To look at posts by category, click here

t-SNE is a plotting, not a clustering, algorithm

SNE
t-SNE
Drawbacks
Code

Recently, it seems that t-SNE plots have become all the rage in bioinformatics. The plots that result from this technique are admittedly beautiful, but due to their novelty in the field, very few people know what this tool does.

I decided to write some code to learn about the implementation of the Student-t Stochastic Neighbor Embedding algorithm. There’s a link to the Jupyter notebook at the bottom.

So, what is t-SNE? In a nutshell, t-SNE is an algorithm that takes points that are close in high-dimensional space and puts them close in low-dimensional space, or at the very least it tries hard to. To understand t-SNE better, I first need to explain the way SNE normally works.

SNE

How does it work? Normal SNE works by assuming that each data point i (henceforth, node) can see another node j roughly if the distance between them is σ_i or less and if j is closer than the average node k is to i, in which case i would call j a neighbor. For these two data points, the algorithm tries (struggles, this is hard problem) to find coordinates in low-dimensional space that yield a similar probability for i to call j its neighbor. Notice that in this version of SNE, if i calls j a neighbor, this does not mean that i gets called a neighbor by j.

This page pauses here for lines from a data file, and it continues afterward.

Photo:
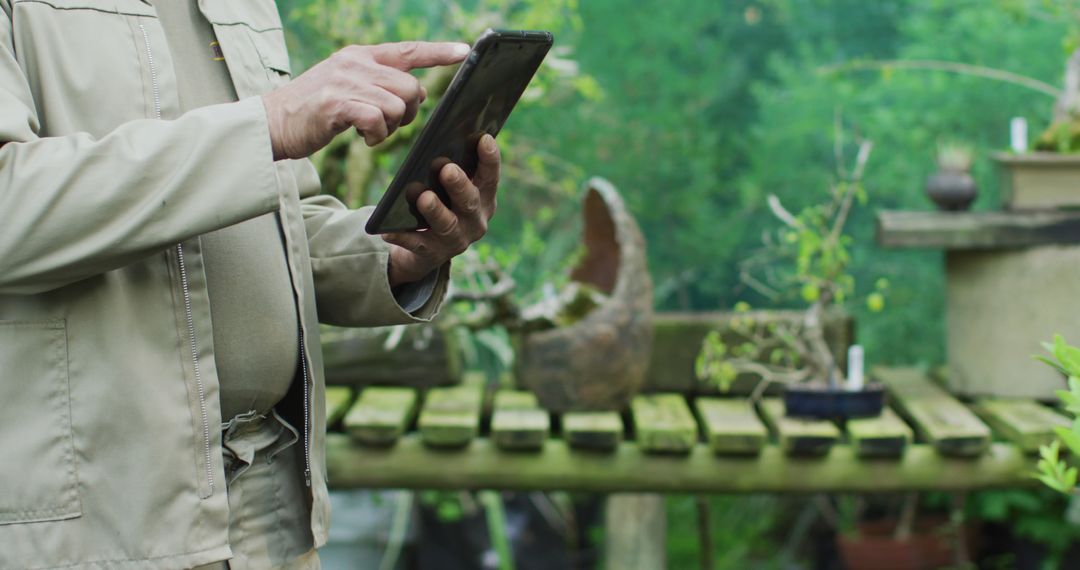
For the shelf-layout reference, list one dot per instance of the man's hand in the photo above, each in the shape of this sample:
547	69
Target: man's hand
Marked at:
414	255
364	86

That last point seems obscure and technical, but it is important. It’s important because it means that the way the points are being placed on a low dimensional map is not by a similarity measurement. It is by information content. However, the most common clustering algorithms, such as NMF, K-means, PCA, all work on what are known as metric spaces, where distances mean the same thing regardless of whether you measure from j to i or if you measure from i to j. This means that SNE is not a clustering algorithm in the sense that we often think about clustering.

t-SNE

Symmetrization of the neighborhood functions

t-SNE makes two modifications to the SNE algorithm. The first is that it attempts to deal with the symmetry problem in high- and low-dimensional spaces.

The first part of the solution to the symmetry problem in both dimensions is to redefine how two nodes are called neighbors. Instead of asking whether a given node j is closer than the average node to node i, the algorithm asks whether i and j are closer than the average pair of nodes in the space. For low-dimensional space, this fully solves the problem.

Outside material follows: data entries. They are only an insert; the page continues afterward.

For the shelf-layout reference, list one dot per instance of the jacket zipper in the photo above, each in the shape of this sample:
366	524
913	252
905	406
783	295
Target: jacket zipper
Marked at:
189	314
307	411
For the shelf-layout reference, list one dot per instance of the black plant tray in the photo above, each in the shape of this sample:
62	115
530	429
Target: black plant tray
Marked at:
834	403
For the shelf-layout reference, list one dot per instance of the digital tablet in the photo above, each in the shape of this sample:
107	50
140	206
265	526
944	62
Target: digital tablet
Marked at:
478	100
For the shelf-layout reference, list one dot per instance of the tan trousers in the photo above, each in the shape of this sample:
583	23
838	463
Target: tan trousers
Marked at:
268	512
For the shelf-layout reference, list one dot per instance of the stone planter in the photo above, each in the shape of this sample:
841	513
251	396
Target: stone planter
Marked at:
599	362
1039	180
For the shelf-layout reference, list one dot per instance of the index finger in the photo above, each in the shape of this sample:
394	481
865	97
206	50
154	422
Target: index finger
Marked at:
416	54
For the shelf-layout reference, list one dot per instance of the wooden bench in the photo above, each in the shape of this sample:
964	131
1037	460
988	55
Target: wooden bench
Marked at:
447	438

The authors of t-SNE claim that problem of symmetry is slightly more complicated in high-dimensional space because large distances can become extremely large very quickly. This is problematic because the cost-function becomes insensitive to whatever solution you may propose in low-dimensional space. This problem was solved by adding the probability that i calls j a neighbor, p(j~|i), to the converse, p(i~|j) and renormalizing to make sure that the probabilities still add to one. Functionally, this means that the probabilities have a minimal bound that doesn’t break the cost function. Personally, I find this correction strange, because probabilities do not typically add but multiply, so the meaning of the renormalized probabilities is unclear to me. I think this solution is elegant, but it may be nothing but a numerical trick to render the algorithm more sensitive to outliers.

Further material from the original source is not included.